Columbia Interview with Kingstown – Part 2

by on July 18, 2017  •  In Kingstown

Below is Part 2 of excerpts from an interview with Kingstown Capital Management (Michael Blitzer and Guy Shanon) conducted by the Columbia Business School Graham & Doddsville newsletter publication.

Patience, Volatility, Clients

“The longer we do this, duration of capital and time horizon has actually become more and more of a competitive edge. We’ve always defined the strategy as kind of having a medium-term time horizon, generally one to three years. These securities tend to have larger mispricings. A typical example is a situation that has a known or likely catalyst but unknown timing— you know it will happen sometime in the next three years, but it could be tomorrow or it could be years from now. Given the structure of the hedge fund industry and the structure of capital, this sort of patience becomes harder and harder over time unless you align yourself with long-term capital…Also there is a lot of capital coming out of event-driven strategies, which overlap somewhat with what we do, this is very good for us.”

“In the past twelve years since we started, time horizons have become a lot shorter…you might not fully appreciate the low tolerance for volatility. If you go to some of these large multi-strat funds, time and volatility are very relevant because they’re running massive amounts of capital. In fact, they’ve attracted so many assets because they manage volatility so tightly. If you went to work there as analysts and you drew down a couple of percent in a month, you get stopped out. But then what do you do with that cash? You have to find another trade tomorrow – is that better than staying with the business you owned the day before? It just feeds the volatility.”

“We take the approach that risk and volatility are very different. A lot of the returns that we’ve made have been either averaging down or buying things that were down…One of the approaches of having a longer-term strategy and longer-term capital is that you can withstand those periods of volatility and take a view over a number of years.”


Clients, Time Management

“From the start, we’ve been very conscious of the importance of having the right partners…it is very hard to beat the market and you need help from your structure and partners. You have to match the duration of your capital with your investments. Going back ten years, we’ve turned down money from people that didn’t share this approach. We’ve never had a formal IR effort. You end up with a certain type of partner by way of hiring a professional marketing person…investment philosophy aside, a direct relationship with partners creates more transparency for them and keeps the alignment of interests very close; sometimes having a marketing person between us inserts another agenda into the mix.”

“We’ve gone through periods where, for many years, we didn’t talk to anyone about new capital. We also learned by watching what didn’t work for other funds.

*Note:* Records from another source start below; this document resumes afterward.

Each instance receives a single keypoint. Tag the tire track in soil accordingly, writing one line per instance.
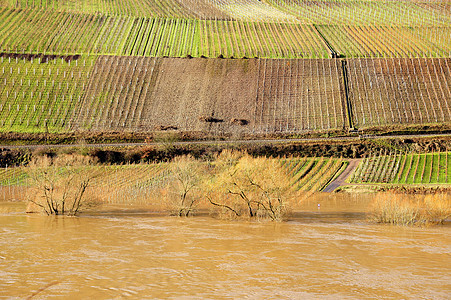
(341, 179)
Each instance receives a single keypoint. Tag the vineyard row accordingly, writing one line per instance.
(38, 31)
(347, 12)
(220, 95)
(400, 168)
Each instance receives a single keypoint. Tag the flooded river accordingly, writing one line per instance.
(329, 252)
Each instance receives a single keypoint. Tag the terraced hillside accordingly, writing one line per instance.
(139, 183)
(49, 93)
(245, 28)
(39, 93)
(145, 65)
(251, 96)
(399, 91)
(397, 168)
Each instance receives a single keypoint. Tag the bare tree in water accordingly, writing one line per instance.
(61, 183)
(185, 178)
(252, 187)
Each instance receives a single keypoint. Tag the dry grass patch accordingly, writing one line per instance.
(398, 209)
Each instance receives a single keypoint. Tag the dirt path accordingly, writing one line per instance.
(340, 180)
(225, 142)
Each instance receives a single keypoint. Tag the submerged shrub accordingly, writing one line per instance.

But ultimately this has led to a small group of partners who have stuck with us over time. And with less time spent on marketing and investor relations, there is invariably more time spent on investing and the portfolio.”


When To Buy, Sizing, Hurdle Rate

“If it’s a liquid equity, we’re not in a rush to buy it. We’ll have a fully blown research process first. We’ve met with management, interviewed a large number of former employees, done a lot of work on business competitors. We’ll do that before we own it…Credit is different because it’s such a choppy market. Sometimes we’ll own credit when we’re pretty sure it’s good. We’re 90% sure, but we have to take advantage of the liquidity at that moment and then we’ll backfill our work. You also have more structural and legal protections here if you are wrong.”

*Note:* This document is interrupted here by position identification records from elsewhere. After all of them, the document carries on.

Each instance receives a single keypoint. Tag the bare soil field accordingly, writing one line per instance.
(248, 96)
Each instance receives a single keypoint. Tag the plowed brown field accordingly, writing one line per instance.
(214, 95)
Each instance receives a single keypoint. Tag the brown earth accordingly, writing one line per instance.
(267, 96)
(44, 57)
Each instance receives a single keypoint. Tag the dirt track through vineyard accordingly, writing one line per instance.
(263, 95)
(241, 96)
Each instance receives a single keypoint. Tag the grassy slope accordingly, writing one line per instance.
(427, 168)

“A lot of times what we’re doing is averaging down because we own something and it’s the exact opposite of momentum. So we save room to average down…Sometimes we bought something all the way down and we just have to stop. Sometimes we buy something and it goes up 50% and it was small, because we never got the chance to make it big. Both bad scenarios. After doing it for a while, we just assume it all averages out. We’re not going to own something unless there’s some reason to think it’s really misunderstood or really overlooked, and we are confident the market is wrong, that’s the bottom line…You have to use valuation as an anchor…Joel Greenblatt used to say that it’s more binary. Things are either cheap or they are not. And if its cheap you should just buy it. If you can make a lot of money and you have a significant hurdle that you’re reaching for, it should be pretty clear…that doesn’t mean you never can lose.”


Hedging, Exposure, Shorting

“Our short exposure is generally zero to 25%. The majority of our hedging is where we think we can isolate industry risk. We want to be very specific, we’re not looking to hedge the volatility of a particular name. We’re looking to tease out some exposure that may worry us. Usually you can’t do it, that’s why we don’t do a lot of them.”

“…unlike a long-short fund, where you’re under constant pressure to maintain a certain short exposure, we don’t have to keep loading the short book with God knows what. If we think something is ridiculous and we’re trembling with greed, we’ll do it. Otherwise, we’ll just do nothing.”